# 77 year old man on HGH, pic inside



## Zeek (Apr 28, 2012)

I'm sure he is also on some TRT dosages of test but for almost 80!!!   wow


----------



## LeanHerm (Apr 28, 2012)

Lol is that ez.  I bet that's your old ass pops.


----------



## grizzldsealpoacher (Apr 28, 2012)

wow looks like rick flair but better shape lol

whooooooo!


----------



## PillarofBalance (Apr 28, 2012)

groce.............


----------



## gymrat827 (Apr 28, 2012)

i dont think hes too healthy.....


----------



## Zeek (Apr 28, 2012)

Looks about what?  200lbs or so?

  He may be very healthy, actually there are write ups on this guy around the net if you look around.


----------



## Bro Bundy (Apr 28, 2012)

hes in better shape then some 30 year olds I know


----------



## Gstacker (Apr 28, 2012)

That's awesome, he must have some good joints to be in that shape at his age....


----------



## Zeek (Apr 29, 2012)

gh keeps the joints in great condition!


----------



## Mrs P (Apr 29, 2012)

Ezekiel said:


> I'm sure he is also on some TRT dosages of test but for almost 80!!!   wow



Wow, he looks great ..good for him !!!


----------



## Mr P (Apr 29, 2012)

BigHerm said:


> Lol is that ez.  I bet that's your old ass pops.



yes that is EZ, but he won't admit it lol, I wish I would be like that at that age,


----------



## Georgia (Apr 29, 2012)

After taking all this stuff and becoming a beast he finally divorced his wife of 50 years






For this gal






Even older than him but she used 'stuff' too





Or maybe that is a pic of what Betty White is supposed to look like if she hadn't had all them surgeries


----------



## JOMO (May 5, 2012)

Looking good for that age.
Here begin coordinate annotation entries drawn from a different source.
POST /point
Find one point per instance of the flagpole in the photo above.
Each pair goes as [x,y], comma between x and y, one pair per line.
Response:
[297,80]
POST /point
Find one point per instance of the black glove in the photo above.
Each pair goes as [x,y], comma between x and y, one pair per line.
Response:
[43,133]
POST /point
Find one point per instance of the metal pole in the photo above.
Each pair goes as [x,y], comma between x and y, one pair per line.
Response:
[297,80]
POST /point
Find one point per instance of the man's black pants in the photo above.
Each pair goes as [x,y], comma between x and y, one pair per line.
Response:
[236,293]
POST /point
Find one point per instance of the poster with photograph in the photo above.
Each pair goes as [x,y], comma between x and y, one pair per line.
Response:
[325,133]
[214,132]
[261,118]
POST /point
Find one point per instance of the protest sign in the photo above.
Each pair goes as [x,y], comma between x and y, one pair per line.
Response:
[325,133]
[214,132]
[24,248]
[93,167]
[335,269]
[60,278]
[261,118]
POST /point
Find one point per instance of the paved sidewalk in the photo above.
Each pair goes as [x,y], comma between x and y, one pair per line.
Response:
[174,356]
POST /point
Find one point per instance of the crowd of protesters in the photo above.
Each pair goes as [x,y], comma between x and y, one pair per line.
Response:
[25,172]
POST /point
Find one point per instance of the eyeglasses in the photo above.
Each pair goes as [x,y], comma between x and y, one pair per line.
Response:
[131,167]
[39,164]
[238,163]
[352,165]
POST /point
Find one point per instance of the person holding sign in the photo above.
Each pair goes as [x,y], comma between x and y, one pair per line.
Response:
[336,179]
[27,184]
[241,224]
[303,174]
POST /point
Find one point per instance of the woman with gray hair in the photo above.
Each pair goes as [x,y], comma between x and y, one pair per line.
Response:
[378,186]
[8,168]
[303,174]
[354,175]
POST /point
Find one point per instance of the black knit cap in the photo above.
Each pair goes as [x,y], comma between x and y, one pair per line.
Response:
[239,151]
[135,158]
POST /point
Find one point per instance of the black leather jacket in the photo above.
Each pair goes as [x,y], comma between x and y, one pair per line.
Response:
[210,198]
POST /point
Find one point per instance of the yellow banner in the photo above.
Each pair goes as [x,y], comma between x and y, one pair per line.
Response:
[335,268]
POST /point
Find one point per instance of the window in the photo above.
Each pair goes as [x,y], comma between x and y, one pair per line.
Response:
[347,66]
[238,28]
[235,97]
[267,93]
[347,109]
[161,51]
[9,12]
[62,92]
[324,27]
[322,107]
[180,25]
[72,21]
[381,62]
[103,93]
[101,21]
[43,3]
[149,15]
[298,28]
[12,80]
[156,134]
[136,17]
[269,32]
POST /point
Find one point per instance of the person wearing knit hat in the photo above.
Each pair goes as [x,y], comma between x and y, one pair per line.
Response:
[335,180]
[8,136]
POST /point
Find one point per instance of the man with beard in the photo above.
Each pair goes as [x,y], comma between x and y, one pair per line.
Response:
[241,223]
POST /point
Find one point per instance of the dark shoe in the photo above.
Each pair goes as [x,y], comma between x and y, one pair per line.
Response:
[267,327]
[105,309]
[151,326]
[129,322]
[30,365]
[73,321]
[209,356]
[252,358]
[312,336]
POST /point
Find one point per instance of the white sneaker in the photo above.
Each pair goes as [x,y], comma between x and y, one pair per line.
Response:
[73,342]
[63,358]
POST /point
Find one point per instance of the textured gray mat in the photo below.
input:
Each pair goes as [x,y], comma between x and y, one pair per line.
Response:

He's got the Stallone chest vain syndrome going on!


----------



## DF (May 8, 2012)

God, imagin him banging a 77 year old woman???? He'd break both her hips.


----------



## Four1Thr33 (May 9, 2012)

That's insane


----------



## Zeek (May 9, 2012)

Mr P said:


> yes that is EZ, but he won't admit it lol, I wish I would be like that at that age,



 ey you are supposed to keep these things between us man!!


----------



## Lulu66 (May 11, 2012)

Old man looks good.


----------



## Yaya (Jul 16, 2012)

you guys saying this guys looks bad or unhealthy are killing me!! LOL, dude is 77 yrs old!!! most people dont live that long and this dude is ripped.. cmon, old fucker looks great..


----------



## noobmuscle (Jul 16, 2012)

I've seen this before Zeek. He is one of the reasons I am ordering my first five kits in February of next year!


----------



## RowdyBrad (Jul 16, 2012)

Bringing back a goodie. GH and the cocktail of death. he'll die a happy man.


----------



## Tilltheend (Jul 16, 2012)

HGH and testosterone replacement therapy are the closest thing to the fountain of youth everyone needs to be on them.


----------



## BigFella (Jul 16, 2012)

I've got 16 years of training to get there! And 16 years ago I was doing Ironman triathlons, so there's some synergy there. (That's where I got the BigFella name - most triathletes are tiny, but we talked a lot, so they had to call me something.)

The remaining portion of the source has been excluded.